Nigerian tennis player (born 1960)

Dr. Sadiq Abubakar Abdullahi (born 5 February 1960) is a
Nigerian former professional tennis player, academic, and sports
development advocate. He is the co-founder and Executive Director
of Tennis Vision 2035, an organisation supporting young student
athletes in Nigeria.

== Early life ==

Abdullahi was born on 5 February 1960 in Nigeria. He began his
connection with tennis as a ball boy at Lagos Country Club in 1967,
serving established players including Captain Yemisi Allan,
Awopegba, and Kehinde Ajayi until 1975. In 1976, he performed the
same role when American tennis legend Arthur Ashe visited
Nigeria.

== Tennis career ==

Abdullahi became a professional tennis player and was part of
Nigeria's golden era of tennis in the 1980s alongside Nduka Odizor,
Tony Mmoh, and David Imonitie, collectively known as the "Four
Musketeers of Nigerian Tennis." He won the Nigerian National Championships on three consecutive occasions from 1986 to 1988 and was ranked number one in the national rankings from 1982 to 1989.

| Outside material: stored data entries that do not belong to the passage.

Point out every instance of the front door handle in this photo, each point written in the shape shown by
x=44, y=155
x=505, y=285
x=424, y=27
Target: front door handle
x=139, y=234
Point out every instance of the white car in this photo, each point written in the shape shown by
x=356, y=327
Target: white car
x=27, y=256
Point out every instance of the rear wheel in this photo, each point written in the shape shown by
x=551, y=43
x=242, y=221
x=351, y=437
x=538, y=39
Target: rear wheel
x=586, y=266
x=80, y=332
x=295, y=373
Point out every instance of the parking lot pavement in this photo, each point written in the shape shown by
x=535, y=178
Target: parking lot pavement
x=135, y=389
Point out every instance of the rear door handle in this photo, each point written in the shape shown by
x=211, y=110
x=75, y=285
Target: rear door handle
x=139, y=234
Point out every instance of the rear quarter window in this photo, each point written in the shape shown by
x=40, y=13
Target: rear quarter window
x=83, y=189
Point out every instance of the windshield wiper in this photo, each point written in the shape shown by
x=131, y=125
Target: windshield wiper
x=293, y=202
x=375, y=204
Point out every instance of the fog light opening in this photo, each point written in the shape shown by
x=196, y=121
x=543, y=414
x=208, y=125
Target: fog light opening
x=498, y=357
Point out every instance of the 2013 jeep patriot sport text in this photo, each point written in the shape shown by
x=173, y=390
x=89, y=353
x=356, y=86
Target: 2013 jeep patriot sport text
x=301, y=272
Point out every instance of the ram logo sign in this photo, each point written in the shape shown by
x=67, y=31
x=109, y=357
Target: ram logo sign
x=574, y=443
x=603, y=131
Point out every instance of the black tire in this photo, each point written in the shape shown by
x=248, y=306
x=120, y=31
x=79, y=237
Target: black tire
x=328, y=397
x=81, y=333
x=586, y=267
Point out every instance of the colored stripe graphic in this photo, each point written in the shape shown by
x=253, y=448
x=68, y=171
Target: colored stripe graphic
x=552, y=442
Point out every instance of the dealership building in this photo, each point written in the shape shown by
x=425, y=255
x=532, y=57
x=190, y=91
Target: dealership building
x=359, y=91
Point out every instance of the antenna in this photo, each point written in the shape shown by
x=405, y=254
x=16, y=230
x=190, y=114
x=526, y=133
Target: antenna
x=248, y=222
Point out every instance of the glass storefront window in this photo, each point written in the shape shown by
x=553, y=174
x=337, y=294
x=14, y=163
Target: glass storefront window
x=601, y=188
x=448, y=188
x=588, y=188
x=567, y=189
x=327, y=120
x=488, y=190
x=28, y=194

In 1987, Abdullahi defeated Tony Mmoh, the Nigerian number-two
seed, at the Kenya Open ATP Challenger. The following year he
reached the semi-finals of the Okada Challenger tournament in
Kenya, losing to fellow countryman Nduka Odizor. He reached his career-high ATP singles ranking of 262nd in the world on 14 October 1985.

At the 1988 Summer Olympics in Seoul, Abdullahi represented
Nigeria in the singles tournament, losing to Spain's Javier
Sánchez in the opening round. He retired from professional tennis in 1989 after the US Open at Flushing Meadows, New York.

== Coaching and academic career ==

After retiring, Abdullahi joined Peter Burwash International, an
international tennis management firm, from 1989 to 1993. He was
assigned to the Doral Resort and Country Club in Miami, Florida,
where he served as Head of Coaching under Arthur Ashe, the
resort's International Tennis Director, until Ashe's death in
February 1993.

Between 1994 and 2004, Abdullahi pursued a doctoral degree in
Curriculum and Instruction with specialisation in Social and Global
Education at Florida International University, receiving his
doctorate in 2004. He subsequently became an Adjunct Professor in the Department of Teaching and Learning at Florida International University and later a Visiting Professor at the Federal University of Kashere, Gombe State, Nigeria.

== Tennis development in Nigeria ==

Since 2009, Abdullahi has worked actively to develop tennis in
Nigeria, travelling across the country to establish academies and
build partnerships between clubs, government, and corporate
sponsors. He is the co-founder and Executive Director of Tennis Vision 2035, an organisation dedicated to developing young student athletes in Nigeria through tennis. He is also a member of the 2020 National Sports Industry Drafting Committee and the Kaduna State Tennis Association.